Dear Editor

We are grateful to Dr Sunil for highlighting the issue of concommitent aminogycoside use with vancomycin. We agree that sick preterms are different and that it would be imprudent to abandon measuring vancomycin serum levels altogether. However, we do not change our recommendation that trough levels are sufficient in most cases. We are not aware of any data showing that concommitent use of aminoglycosides changes either the desired thereapeutic or safety range used for vancomycin in infants, although we agree that if a toxic level is reached then the harm may be more severe. As we explained in our paper peak levels are a poor measure of possible toxic levels compared to trough concentrations. They are mainly of use to ensure an adequate minimal inhibitory serum concentration has been reached. As aminoglycosides will not directly influence the vancomycin peak level alone we can see no strong reason to measure them when these drugs are given together.

Dear Editor

The purpose of measuring serum levels of a drug is either to monitor the toxicity of the drug or the therapeutic concentration for a particular condition. Emergence of infections with beta-lactam-resistant Staphylococcus epidermidis, Staphylococcus aureus, and Enterococcus sp. has led to the frequent use of vancomycin in neonates. Vancomycin historically has had a reputation for toxicity. Many of its original adverse reactions, including ototoxicity and nephrotoxicity, were probably due impurities in the formulation.[1] Now, that a more purified form is available, these adverse reactions are uncommon; however, concomitant administration with aminoglycosides or other nephrotoxins may increase the risk of toxicity.[2] Effective drug therapy is measured by response, not by achievement of a particular circulating drug concentration. Because the association between vancomycin peak concentrations and toxicity is poor, some have recommended measuring trough concentration only [3] as your study is clearly documenting, but others have suggested not measuring any concentrations in the majority of children with normal renal function.[4] However, in critically ill premature neonates, poor glomerular filtration rate with prematurity and compromised cardiovascular function, it remains prudent to measure both peak and trough concentrations in those with poor or changing renal function. Caution must be exercised when other nephrotoxic or ototoxic drugs such as aminoglycisides are administered concurrently.[5] In your study, you have not mentioned about the concomittent use of aminoglycoside.

References

(1) Baillie GR, Neal D. Vancomycin ototoxicity and nephrotoxicity. A review. Med Toxicol Adv Drug Exp 1988;3:376-386.

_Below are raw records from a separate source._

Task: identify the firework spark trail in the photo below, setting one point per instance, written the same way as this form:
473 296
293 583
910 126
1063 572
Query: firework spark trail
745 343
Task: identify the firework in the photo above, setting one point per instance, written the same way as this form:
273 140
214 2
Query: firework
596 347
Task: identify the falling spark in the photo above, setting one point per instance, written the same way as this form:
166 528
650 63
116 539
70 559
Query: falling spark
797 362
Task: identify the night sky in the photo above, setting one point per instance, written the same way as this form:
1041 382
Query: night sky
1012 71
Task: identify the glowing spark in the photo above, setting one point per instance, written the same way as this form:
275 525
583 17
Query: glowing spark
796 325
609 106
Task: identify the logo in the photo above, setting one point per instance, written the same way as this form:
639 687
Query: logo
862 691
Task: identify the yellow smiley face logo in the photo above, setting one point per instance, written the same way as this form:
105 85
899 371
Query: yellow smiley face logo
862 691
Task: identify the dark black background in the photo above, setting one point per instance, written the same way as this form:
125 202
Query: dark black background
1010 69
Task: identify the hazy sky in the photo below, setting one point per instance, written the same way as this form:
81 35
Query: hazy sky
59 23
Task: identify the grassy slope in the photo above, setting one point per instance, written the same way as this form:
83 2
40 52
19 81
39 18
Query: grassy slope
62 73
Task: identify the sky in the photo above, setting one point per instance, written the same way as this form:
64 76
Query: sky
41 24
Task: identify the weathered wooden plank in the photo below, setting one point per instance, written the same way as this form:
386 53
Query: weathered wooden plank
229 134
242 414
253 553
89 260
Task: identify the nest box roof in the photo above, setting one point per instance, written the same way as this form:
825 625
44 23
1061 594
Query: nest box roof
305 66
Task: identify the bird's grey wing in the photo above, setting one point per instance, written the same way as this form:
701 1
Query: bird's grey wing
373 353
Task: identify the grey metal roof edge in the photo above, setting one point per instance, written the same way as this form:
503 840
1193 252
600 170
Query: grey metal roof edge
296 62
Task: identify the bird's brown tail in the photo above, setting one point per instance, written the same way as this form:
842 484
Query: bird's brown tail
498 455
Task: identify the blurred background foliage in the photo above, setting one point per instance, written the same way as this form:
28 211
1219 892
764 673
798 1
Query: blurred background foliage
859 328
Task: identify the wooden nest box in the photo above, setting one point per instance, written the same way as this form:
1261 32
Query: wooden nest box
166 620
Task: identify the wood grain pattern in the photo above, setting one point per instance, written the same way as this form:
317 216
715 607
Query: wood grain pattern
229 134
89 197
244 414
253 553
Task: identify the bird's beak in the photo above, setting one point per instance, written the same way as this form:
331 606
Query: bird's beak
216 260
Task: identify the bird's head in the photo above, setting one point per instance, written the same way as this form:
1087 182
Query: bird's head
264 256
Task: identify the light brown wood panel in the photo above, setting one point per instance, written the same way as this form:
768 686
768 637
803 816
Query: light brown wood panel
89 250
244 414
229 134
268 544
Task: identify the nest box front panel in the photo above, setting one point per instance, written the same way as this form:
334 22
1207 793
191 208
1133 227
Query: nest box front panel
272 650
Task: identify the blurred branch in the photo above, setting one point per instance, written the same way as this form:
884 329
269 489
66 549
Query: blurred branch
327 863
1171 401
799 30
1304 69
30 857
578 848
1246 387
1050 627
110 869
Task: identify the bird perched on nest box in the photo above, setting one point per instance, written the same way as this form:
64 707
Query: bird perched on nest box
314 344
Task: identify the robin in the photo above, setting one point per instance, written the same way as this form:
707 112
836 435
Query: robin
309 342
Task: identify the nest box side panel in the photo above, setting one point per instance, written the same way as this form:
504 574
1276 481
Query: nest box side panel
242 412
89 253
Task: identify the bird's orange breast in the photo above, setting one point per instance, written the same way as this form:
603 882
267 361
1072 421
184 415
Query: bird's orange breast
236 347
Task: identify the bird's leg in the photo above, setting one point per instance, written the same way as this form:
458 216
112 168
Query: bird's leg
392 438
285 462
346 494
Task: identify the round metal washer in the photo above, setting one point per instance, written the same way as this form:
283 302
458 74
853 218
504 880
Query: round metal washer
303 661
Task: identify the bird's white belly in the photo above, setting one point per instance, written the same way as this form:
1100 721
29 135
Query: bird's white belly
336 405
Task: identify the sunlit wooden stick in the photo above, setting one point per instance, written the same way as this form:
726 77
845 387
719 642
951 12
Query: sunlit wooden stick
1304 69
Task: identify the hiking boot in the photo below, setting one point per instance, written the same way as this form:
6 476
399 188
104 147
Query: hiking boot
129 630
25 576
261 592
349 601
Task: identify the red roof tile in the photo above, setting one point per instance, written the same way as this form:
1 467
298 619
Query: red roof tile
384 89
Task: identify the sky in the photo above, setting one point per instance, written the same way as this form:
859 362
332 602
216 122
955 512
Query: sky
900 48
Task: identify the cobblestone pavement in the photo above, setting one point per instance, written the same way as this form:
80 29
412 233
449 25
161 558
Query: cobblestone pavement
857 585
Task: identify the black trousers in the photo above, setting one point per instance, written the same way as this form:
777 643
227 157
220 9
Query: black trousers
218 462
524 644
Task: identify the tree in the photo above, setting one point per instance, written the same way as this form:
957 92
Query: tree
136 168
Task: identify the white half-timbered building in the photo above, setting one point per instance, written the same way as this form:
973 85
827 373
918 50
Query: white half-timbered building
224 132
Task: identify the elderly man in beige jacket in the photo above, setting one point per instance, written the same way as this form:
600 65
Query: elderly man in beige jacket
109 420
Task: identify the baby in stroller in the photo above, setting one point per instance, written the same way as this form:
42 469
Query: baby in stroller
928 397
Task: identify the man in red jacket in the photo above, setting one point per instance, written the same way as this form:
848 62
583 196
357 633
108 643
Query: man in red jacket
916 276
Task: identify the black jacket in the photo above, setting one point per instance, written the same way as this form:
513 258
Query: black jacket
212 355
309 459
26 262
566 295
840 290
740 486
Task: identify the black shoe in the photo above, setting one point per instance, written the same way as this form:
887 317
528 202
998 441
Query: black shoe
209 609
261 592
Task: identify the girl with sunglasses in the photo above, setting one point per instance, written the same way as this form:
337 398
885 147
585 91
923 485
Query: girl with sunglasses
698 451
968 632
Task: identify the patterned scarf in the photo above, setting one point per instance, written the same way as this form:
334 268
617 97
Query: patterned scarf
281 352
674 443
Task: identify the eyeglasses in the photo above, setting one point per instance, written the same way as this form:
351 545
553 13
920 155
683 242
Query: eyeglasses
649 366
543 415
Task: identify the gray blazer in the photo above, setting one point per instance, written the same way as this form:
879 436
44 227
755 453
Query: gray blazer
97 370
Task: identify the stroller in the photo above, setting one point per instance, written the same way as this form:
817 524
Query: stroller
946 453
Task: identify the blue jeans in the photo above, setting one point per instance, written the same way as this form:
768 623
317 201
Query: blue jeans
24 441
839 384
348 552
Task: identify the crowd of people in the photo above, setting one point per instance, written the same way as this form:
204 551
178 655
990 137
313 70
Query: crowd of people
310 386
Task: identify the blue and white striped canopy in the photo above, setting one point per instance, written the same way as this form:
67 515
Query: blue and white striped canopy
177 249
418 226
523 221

(2) Rybak MJ, Albrecht LM, Boike SC, Chandrasekar PH. Nephrotoxicity of vancomycin, alone and with an aminoglycoside. J Antimicrob Chemother 1990;25:679-687.

(3) Saunders NJ. Why monitoring peak vancomycin concentration? Lancet 1994;344:1748-1750.

(4) Thomas MP, Steele RW. Monitoring serum vancomycin concentrations in children. Is it necessary? Pediatr Infect Dis J 1998;17:351-352.

(5) Moellering RC, Krogstad DJ, and Greenblatt DJ. Vancomycin therapy in patients with impaired renal function: a nomogram for dosage. Ann Intern Med 1981;94:343-346.